The voicemail was replied to as soon as she could get her body to move, patching through a call to Dublin. ‘Ms Stewart?’ Ash whispered down the line as it was picked up by a groggy female voice. Damn. She hadn’t considered the time difference; it could be anything after midnight. There was some rustling, a throat clearing.
‘Miss DeMorgan?’ She could just picture the woman checking out the international caller ID and the time and wondering why the hell she’d decided to answer.
‘I’m sorry, I just got your message and ...’ She trailed off as Ms Stewart put her business clothes on and turned her sleepy to sympathy, speaking words Ash never thought she’d hear. Her Grandmother, one she’d hardly known, had suffered a debilitating stroke and required nursing home care.
‘Ms DeMorgan has left a lot of loose ends, a lot of documents lost and hidden. You have been granted Power of Attorney in the case of impairment in her mental judgement. We would need you to come to Dublin.’
Ash very nearly dropped the phone in shock as memories of those bizarre months spent in her grandmother’s care as a child came crawling into the light.
CHAPTER THREE
'Ladies and gentlemen, as we start our descent, please make sure your seat backs and tray tables are in their full upright position ...’
The announcement cut off whatever other piece of advice the wrinkled lady beside her had been about to bestow, in all her crazy wisdom. Hours had passed this way, stories of mad men on the streets of Dublin had spewed from the gossiping, fluorescent-pink lips of her travelling companion. And all Ash could do was fluff her hair over her ears and answer the probing, far too personal questions the woman hounded into her.
‘Where are you going? ... Oh, right in the centre. How lovely! You’ll be close to the bars then, won’t you? ... Pretty young thing like you should be wary going down there alone. All types out and about these days, not like it used to be.’ Ash had answered as pleasantly as she could, feeling the weight of the lady’s stare like a gavel about to be dropped. Even the small Christ hanging from a chain of rosary beads seemed to judge her, as chubby, wrinkled fingers rolled the crucifix, demanding Ash’s attention to the gold piece.
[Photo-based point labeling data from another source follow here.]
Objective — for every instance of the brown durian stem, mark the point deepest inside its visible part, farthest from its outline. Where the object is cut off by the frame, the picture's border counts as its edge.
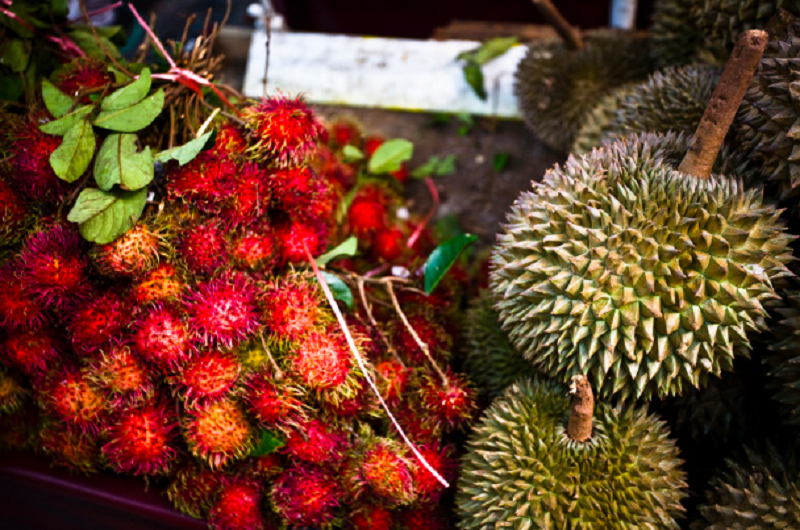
(725, 101)
(569, 33)
(581, 412)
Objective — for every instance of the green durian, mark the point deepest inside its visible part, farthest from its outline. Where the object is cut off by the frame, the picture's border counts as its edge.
(557, 87)
(768, 122)
(619, 267)
(490, 360)
(760, 492)
(522, 471)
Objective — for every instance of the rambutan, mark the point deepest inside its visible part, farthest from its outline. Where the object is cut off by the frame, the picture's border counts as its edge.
(273, 404)
(321, 360)
(69, 395)
(316, 442)
(222, 311)
(54, 266)
(142, 439)
(32, 351)
(31, 171)
(285, 128)
(70, 447)
(203, 247)
(121, 373)
(132, 255)
(388, 472)
(18, 308)
(450, 405)
(238, 506)
(207, 376)
(372, 517)
(162, 284)
(97, 320)
(205, 182)
(295, 237)
(307, 496)
(83, 73)
(218, 432)
(255, 250)
(161, 337)
(292, 307)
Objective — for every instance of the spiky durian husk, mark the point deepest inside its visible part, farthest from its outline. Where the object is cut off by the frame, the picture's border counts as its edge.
(523, 471)
(619, 267)
(762, 491)
(767, 120)
(557, 87)
(673, 99)
(490, 360)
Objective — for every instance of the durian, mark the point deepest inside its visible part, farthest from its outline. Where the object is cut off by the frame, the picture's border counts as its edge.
(769, 117)
(647, 280)
(762, 491)
(524, 471)
(490, 361)
(557, 87)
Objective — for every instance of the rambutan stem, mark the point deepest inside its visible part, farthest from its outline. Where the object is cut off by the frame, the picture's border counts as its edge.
(581, 412)
(363, 366)
(422, 346)
(724, 104)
Ever since the woman had point blank asked her if the Lord protected her flight this day, and Ash’s answer had been less than pleasing, the religious icon had been in her face, trying to hypnotise her to another faith.
‘That’s a lovely coat.’ Only once did she drop the beads, and that was to stroke her fingers over the arm of Ash’s bright red, crushed velvet, satin lined coat. ‘I prefer a less loud colour myself, so as not to draw attention.’ A small dig, veiled in a compliment and Ash had to stop her eyes from rolling right out of their sockets. The woman may as well have patted her on the head while telling her she would have a blossoming career as a hooker.
‘You’re not one to do the drugs, are you?’ Ash had started at the sudden switch in topic, from coat to drugs in less time than it took for the woman to blink. Her head had shaken, face masked in confusion. ‘Well you’re a good girl then. Don’t you be taking anything anyone offers you. You can guarantee it won’t be sweeties they’re handing you.’ The woman had then launc
hed off down a completely different path and left Ash stumbling to follow in the zig-zagging lines of inquisition.
‘Do you have family there, dear? She’s ill? Oh, no. Well, you’ll have to be getting some friends around you. Lonely isn’t safe on the streets, there are many church youth groups that would be happy to take you in, show you the good side of town ... The whole city has gone to the dogs, it won’t be as you remember, dear.’ Biting her tongue, Ash had chosen not to tell the woman that what she remembered was probably way worse than anything the city had to offer now, and simply smiled noncommittally as the droning continued. ‘And then with the earthquake! Oh it was the worst thing. Not a big one mind, but it shook the ground up some. A warning from God, no doubt. Trying to frighten the sin from the streets.’ The wrinkled face had nodded, sure it had been God’s wrath trembling the earth. It had turned to random babble as the hours passed, the silence of her neighbour only coming when sleep had taken the old woman and turned her lips to snoring instead.